Read the repo in the right order

Start with the repository’s “When to Use” and “Prerequisites” sections, then jump to the method definitions in references/api-reference.md to see the inputs each generator expects. Use the scripts after that, because the output quality depends on aligning the generated PowerShell with your OU structure, logging stack, and change-control process.

Workflow tips that change output quality

Treat this as a build-and-validate workflow: define the decoy object, confirm the detection event you expect, then decide how you will alert and triage it. For better deploying-active-directory-honeytokens usage, specify constraints such as account naming policy, allowed group membership, audit scope, and rollback expectations so the generated plan does not conflict with production AD conventions.

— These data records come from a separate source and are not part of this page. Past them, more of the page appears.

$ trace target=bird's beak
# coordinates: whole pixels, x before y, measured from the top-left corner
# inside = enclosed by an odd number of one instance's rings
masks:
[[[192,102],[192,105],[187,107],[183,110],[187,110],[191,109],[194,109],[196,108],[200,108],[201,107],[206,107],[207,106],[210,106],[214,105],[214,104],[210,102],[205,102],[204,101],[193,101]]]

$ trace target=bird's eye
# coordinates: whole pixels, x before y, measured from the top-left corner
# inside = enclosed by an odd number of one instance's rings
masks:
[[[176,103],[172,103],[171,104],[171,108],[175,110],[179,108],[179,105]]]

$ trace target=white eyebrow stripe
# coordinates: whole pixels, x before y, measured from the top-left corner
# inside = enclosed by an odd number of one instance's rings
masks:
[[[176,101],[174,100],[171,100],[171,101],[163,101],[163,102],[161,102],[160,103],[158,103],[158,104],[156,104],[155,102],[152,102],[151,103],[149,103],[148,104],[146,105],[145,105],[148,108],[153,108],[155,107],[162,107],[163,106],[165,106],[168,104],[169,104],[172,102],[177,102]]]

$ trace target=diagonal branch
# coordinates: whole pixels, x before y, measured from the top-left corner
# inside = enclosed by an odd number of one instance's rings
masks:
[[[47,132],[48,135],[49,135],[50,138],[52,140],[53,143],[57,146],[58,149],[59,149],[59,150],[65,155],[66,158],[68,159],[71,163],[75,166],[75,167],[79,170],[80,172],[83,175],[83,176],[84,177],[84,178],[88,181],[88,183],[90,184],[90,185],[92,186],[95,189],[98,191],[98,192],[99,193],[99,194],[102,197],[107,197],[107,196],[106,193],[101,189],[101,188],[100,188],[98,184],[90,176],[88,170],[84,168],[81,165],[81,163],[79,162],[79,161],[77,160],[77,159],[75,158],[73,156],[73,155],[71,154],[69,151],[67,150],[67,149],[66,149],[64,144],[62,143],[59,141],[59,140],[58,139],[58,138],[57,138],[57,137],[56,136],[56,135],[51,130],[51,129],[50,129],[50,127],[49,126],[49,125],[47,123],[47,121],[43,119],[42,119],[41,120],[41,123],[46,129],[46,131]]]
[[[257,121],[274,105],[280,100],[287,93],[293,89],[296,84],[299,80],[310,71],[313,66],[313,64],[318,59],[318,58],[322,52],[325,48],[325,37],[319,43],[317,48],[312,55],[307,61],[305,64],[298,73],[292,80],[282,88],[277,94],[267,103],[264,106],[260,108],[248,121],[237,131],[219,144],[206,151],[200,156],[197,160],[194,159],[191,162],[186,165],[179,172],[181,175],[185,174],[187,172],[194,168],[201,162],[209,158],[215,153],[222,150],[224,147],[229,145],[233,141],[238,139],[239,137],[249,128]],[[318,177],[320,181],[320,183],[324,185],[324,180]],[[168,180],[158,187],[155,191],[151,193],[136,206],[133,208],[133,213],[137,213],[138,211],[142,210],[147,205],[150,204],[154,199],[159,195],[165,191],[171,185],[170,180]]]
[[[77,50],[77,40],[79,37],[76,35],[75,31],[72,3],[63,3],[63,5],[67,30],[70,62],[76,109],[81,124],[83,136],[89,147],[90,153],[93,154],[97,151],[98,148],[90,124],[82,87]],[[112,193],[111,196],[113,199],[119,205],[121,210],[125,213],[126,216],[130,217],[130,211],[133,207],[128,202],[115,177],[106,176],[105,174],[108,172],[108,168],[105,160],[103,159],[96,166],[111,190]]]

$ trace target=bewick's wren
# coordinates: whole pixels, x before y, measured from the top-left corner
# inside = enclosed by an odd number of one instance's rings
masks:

deploying-active-directory-honeytokens skill FAQ

Is this only for blue teams?

Mostly yes. The deploying-active-directory-honeytokens skill is designed for defenders, threat hunters, and auditors who want tripwires in Active Directory. If you are not authorized to modify directory objects or GPOs, do not use it.

How is this different from a generic prompt?

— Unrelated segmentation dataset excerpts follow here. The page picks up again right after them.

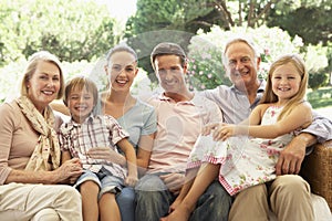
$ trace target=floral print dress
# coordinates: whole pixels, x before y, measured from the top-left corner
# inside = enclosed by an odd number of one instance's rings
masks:
[[[274,124],[281,110],[282,107],[268,107],[261,125]],[[188,169],[203,162],[220,165],[219,181],[234,196],[248,187],[276,179],[279,152],[293,136],[294,133],[274,139],[235,136],[225,141],[215,141],[210,135],[200,136],[188,158]]]

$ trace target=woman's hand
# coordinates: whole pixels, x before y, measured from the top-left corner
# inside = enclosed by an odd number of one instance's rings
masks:
[[[87,151],[87,156],[93,159],[102,159],[121,166],[126,165],[126,159],[121,154],[110,147],[94,147]]]
[[[58,182],[73,185],[83,172],[82,164],[80,159],[73,158],[66,160],[61,167],[54,170],[54,172],[59,180]]]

A generic prompt can describe honeytokens, but this skill is shaped around the actual deployment objects, event IDs, and helper scripts in the repo. That makes it better when you want repeatable deploying-active-directory-honeytokens usage instead of a one-off idea.

Is it beginner friendly?

It is usable by beginners who already understand basic AD administration, but it is not a no-context toy skill. If you do not know what AdminCount, SPNs, GPOs, or SACLs are, expect to read the references first before relying on the output.

When should I not use it?

Do not use deploying-active-directory-honeytokens if you only need a generic alerting rule, if you cannot safely test in a lab, or if your environment does not allow AD object changes. It is also a poor fit if you need endpoint-only deception without directory integration.

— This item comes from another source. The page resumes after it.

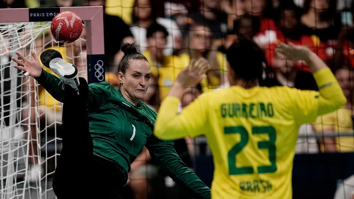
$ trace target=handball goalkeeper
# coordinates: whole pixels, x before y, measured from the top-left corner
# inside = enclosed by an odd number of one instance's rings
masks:
[[[150,64],[130,44],[121,48],[120,89],[107,82],[88,85],[74,65],[53,50],[41,55],[42,63],[61,78],[43,70],[35,53],[33,61],[16,53],[18,66],[63,103],[63,147],[56,168],[53,189],[62,198],[120,198],[130,164],[144,146],[175,181],[196,198],[210,198],[210,190],[181,160],[173,142],[153,135],[156,113],[140,100],[149,87]],[[201,62],[201,64],[206,64]],[[64,89],[61,84],[63,83]]]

How to Improve deploying-active-directory-honeytokens skill

Give precise directory context

Better results come from naming the domain functional level, OU path, intended decoy type, and the telemetry destination. For example, ask for a fake privileged account in OU=Service Accounts,DC=corp,DC=example,DC=com with a matching alert path in Sentinel or Splunk, rather than asking for “an AD honeypot.”

State the detection outcome you want

The skill works best when the success condition is explicit: 4769 for fake SPN access, 4662 for object reads, 4625 for failed use of a decoy credential, or 5136 for GPO tampering. That focus helps the deploying-active-directory-honeytokens skill generate objects that are actually observable.

Avoid common implementation mistakes

The biggest failure mode is asking for stealthy deception without providing operational constraints. If you do not specify naming policy, audit scope, rollback plan, and whether the account should appear privileged but remain inert, the result may be technically correct but awkward to deploy.

Iterate from a narrow first deployment

Start with one honeytoken type, validate the event path, then expand to additional decoys. For the next pass, ask the skill to refine the PowerShell, tighten the SIEM logic, or adjust the account metadata so the deploying-active-directory-honeytokens guide becomes easier to operate in your environment.